Multi-pipeline DAGs with matrix
A single config can drive many pipeline invocations. The matrix: block lists
rows that are each deep-merged onto the base pipeline:. Rows can be independent
(fan-out) or form a parent/child DAG where a child runs once per record the
parent produced.
Independent fan-out
Each row overrides part of the pipeline and runs independently, bounded by
execution.max_concurrent:
version: 1
name: multi_region
pipeline:
source: { type: rest, config: { base_url: https://api.example.com, method: GET } }
sink: { type: jsonl, config: {} }
execution:
max_concurrent: 4
on_error: continue # or `stop`
matrix:
- id: us
source: { config: { path: /v1/us/events } }
sink: { config: { path: us.jsonl } }
- id: eu
source: { config: { path: /v1/eu/events } }
sink: { config: { path: eu.jsonl } }
Parent/child DAG
A row with parent: runs once per record produced by the parent.
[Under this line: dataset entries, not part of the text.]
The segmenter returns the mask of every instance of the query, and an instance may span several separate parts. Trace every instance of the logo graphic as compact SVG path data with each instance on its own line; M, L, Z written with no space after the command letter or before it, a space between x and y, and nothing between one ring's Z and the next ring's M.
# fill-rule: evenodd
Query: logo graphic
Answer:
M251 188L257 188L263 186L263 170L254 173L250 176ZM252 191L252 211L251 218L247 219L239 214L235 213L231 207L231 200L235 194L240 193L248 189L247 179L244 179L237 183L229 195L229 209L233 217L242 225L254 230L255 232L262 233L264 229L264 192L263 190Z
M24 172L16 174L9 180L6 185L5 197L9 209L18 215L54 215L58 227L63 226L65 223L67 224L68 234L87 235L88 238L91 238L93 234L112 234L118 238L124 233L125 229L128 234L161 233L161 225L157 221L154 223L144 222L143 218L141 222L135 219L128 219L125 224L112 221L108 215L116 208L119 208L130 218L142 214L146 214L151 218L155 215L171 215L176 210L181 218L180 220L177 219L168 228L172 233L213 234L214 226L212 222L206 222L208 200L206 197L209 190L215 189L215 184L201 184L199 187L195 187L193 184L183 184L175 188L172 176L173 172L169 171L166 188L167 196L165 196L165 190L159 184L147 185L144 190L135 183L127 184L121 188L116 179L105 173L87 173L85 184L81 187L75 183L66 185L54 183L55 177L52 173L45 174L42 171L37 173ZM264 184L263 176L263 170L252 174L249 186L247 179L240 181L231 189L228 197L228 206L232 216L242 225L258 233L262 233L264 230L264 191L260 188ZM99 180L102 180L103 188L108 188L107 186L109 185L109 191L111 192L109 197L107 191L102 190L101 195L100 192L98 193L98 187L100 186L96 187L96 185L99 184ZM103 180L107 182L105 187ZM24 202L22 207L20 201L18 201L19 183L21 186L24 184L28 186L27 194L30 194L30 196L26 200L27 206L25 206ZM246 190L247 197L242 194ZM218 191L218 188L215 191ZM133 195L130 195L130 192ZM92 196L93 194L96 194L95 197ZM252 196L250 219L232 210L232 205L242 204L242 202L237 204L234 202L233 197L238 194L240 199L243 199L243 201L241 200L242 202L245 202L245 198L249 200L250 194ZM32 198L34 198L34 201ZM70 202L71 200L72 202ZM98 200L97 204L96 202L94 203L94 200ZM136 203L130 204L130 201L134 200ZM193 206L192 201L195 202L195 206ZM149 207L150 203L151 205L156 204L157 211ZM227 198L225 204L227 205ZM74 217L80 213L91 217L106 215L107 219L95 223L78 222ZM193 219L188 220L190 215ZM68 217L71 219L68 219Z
Tokens like
${parent_id.dotted.path} are resolved per parent record at runtime:
version: 1
name: dag_users_posts
pipeline:
source: { type: rest, config: { base_url: https://api.example.com, method: GET, records_path: $.data[*] } }
sink: { type: jsonl, config: { append: false } }
matrix:
# Root: fetch the users list once.
- id: users
source: { config: { path: /v1/users, name: users } }
sink: { config: { path: users.jsonl } }
# Child: for each user record, fetch that user's posts.
- id: posts
parent: users
parent_key: id
source: { config: { path: /v1/users/${users.id}/posts, name: posts } }
sink: { config: { path: posts-${users.id}.jsonl } }
The child’s state key is suffixed with the parent record’s key, so each per-user fetch resumes independently.
Merge semantics
A row is deep-merged onto the base pipeline: scalars replace, objects merge
recursively, and arrays replace wholesale. That single rule defines all override
behavior.
Named templates (DRY)
For many heterogeneous rows, define reusable source/sink templates under
pipeline.sources / pipeline.sinks and a top-level vars: block, then select
them per row with ref:. See cli/README.md
for the full grammar.
Error handling
execution.on_error: continue lets sibling subtrees finish when one fails (the
failed subtree is skipped); stop aborts pending and in-flight work on the first
failure. stop cancels in-flight tasks at their next await, which can leave
partial sink state — acceptable for idempotent sinks, something to know for
others.